With the film by Italian Michelangelo Antonioni Blow up (1966), which adapts the story The Devil's Babas of the Argentine writer Julio Cortázar , the viewer leaves the movie theater with the impression of having lived in an eternal daze that makes it essential to learn a new way of observing and distinguishing, of perceiving reality.

Fifty-one years of Hopscotch, are nearing completion the most representative novel by Julio Florencio Cortázar, central and unquestionable representative of the Latin American boom in literature. This novel represents a break with the conventional forms of literary narration. In the words of Cortázar himself, it can be read just as children play Hopscotch -a children's game known among us as "World"-, jumping from one chapter to another without the need to follow a structured order.

With Hopscotch, Cortázar shows us what it means to completely innovate within a literary genre that, at that time, was still highly influenced by the habitual and formal forms and formulas of storytelling. It is a work that admits multiple interpretations, appreciations and readings.

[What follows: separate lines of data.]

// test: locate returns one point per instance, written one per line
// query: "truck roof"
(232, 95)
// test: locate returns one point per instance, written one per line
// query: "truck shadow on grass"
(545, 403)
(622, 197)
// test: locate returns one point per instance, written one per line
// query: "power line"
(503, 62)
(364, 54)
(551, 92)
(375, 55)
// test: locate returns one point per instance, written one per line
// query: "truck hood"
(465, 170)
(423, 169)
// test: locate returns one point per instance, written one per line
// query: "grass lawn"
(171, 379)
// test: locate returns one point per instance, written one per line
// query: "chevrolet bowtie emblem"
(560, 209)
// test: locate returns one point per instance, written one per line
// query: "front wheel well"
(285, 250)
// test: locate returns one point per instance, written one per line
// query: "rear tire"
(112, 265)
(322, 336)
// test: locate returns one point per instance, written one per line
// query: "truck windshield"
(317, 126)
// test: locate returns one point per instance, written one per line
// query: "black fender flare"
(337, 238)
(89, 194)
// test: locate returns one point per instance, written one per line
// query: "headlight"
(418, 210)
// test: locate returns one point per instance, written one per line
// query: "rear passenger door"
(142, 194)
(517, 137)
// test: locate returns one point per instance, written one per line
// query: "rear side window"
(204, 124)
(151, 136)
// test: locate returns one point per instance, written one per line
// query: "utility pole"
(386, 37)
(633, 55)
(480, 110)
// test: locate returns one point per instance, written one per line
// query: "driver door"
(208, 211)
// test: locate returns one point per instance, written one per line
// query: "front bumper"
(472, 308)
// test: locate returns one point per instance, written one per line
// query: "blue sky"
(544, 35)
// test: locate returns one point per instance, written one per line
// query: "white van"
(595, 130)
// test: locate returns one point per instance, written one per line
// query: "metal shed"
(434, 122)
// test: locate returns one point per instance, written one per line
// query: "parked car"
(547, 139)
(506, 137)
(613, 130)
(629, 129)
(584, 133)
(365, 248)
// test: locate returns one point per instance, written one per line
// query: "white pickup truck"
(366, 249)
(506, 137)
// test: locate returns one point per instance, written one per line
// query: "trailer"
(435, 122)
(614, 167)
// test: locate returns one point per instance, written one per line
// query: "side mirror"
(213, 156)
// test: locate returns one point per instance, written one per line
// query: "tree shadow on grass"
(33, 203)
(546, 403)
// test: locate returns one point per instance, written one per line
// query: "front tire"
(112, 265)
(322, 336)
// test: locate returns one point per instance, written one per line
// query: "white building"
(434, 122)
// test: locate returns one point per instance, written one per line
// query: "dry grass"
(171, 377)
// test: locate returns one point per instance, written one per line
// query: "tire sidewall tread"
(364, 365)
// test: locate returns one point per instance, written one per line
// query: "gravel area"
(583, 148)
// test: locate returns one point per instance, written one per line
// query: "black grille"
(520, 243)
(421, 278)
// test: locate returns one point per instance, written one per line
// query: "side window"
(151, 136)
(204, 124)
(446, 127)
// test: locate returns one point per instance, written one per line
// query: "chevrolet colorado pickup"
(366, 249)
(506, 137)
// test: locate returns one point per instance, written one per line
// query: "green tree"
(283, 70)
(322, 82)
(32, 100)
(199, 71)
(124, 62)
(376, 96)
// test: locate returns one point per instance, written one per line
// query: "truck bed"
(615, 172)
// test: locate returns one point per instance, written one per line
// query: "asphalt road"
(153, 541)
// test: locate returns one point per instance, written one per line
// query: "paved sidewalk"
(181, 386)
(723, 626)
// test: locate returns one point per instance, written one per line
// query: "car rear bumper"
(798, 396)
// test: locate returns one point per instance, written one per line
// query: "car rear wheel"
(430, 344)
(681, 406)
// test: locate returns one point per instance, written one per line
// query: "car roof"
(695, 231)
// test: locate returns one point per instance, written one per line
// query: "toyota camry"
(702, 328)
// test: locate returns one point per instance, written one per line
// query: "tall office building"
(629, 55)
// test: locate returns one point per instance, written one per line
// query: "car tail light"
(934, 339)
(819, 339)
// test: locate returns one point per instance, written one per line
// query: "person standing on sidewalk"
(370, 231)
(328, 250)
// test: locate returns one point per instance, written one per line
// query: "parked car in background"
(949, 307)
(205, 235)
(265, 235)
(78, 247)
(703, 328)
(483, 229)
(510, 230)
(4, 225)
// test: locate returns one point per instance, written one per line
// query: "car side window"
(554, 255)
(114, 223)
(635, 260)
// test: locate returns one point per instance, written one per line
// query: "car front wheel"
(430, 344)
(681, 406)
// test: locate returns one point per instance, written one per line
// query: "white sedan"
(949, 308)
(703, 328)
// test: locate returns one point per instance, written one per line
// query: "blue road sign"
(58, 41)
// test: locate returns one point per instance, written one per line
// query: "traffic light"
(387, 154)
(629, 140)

The rhythm that jazz music gives to the novel is undeniable, the characters listen to great musicians like Charlie Parker, Dizzy Gillespie, Thelonius Monk and Oscar Peterson all the time, behaving like antennas that react to the waves of a large sound emitter. Cortázar's story in this book brings together many facets of the human personality in a constant reflection on the importance of literature in people's lives.

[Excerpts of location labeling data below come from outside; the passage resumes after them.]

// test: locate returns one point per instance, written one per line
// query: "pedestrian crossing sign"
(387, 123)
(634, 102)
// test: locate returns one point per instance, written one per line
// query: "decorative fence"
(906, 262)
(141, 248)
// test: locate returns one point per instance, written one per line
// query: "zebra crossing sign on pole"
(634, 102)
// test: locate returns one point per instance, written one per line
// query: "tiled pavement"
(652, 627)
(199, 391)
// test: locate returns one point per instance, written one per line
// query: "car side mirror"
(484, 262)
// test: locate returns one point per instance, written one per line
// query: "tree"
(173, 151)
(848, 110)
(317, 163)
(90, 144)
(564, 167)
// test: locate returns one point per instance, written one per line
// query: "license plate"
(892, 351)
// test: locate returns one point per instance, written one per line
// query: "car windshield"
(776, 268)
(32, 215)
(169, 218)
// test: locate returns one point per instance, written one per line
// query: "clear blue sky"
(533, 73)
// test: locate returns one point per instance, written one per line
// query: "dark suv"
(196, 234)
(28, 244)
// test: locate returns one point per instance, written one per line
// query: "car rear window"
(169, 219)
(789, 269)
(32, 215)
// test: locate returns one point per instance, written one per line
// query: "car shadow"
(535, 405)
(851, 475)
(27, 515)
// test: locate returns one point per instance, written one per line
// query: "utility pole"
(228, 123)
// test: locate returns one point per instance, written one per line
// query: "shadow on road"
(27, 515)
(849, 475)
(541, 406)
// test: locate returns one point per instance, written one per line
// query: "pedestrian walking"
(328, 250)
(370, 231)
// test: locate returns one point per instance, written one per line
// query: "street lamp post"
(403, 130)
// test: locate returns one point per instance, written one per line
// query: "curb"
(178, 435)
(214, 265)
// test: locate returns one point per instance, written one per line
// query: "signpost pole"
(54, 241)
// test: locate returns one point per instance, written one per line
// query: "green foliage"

With his best-known book, this distinguished writer refers us to so many other forms of cultural expression (the arts), a circumstance that reveals a rich range of realities, inclinations, predilections and affections in what constitutes a sum of universes that make it of an inexhaustible abundance.

Julio Cortázar was born in Brussels, Belgium, in August 1914, when the world was in the opening months of the First World War. The son of an official who worked at the Argentine embassy in Brussels, Cortázar was a precocious reader and writer who, at just 9 years of age, had already written his first mini-novel, in addition to spending hours reading his Little Larousse dictionary. The genres where the writer ventured ranged from the novel to the short story, passing through poetry and the short story. He also worked as a translator for UNESCO because of the facility he had to speak and interpret English and French.

The admiration he felt for the work of his compatriot and brilliant writer, Jorge Luis Borges, was limited only to the field of literary creation because both were at the opposite end of the spectrum of political thought. Borges was an individualist who, in principle, said he dissented from any dictatorial regime, however he did not experience any unease when receiving decorations from illegitimate governments, a situation that provoked a furious repudiation on the part of Cortázar, a self-confessed sympathizer of leftist movements.

Among the best-known works of Julio Cortázar , must be mentioned without omission:the tales of him Bestiary (1951), Endgame (1956), Octahedron (1974), Somebody out there (1977), the novels of him Hopscotch (1963), Sixty-two, model to assemble (1968) and its miscellaneous Around the day in eighty worlds (1967) and Territories (1978).

Cortázar, who signed some of his works under the pseudonym Julio Denis, was an intellectual reference and model of rebellion for a large number of writers of later generations. The fractious nature of this phenomenon of universal literature could be summed up, in some way, in his own words: “For me, words are not just that, words. On the contrary, a journey begins with a word, a journey full of mystery that I can only solve sometimes. One of the things that is clear to me is that I seem not to be made to accept things as they are given to me” . Nothing could be closer to this literary genius than this description he made of himself, an eternal rebel and creator who taught us to observe, elucubrate and conclude.

Julio Cortázar He physically ceased to exist 30 years ago, in Paris, on February 12, 1984, but his work is still valid in the collective that loves good literature.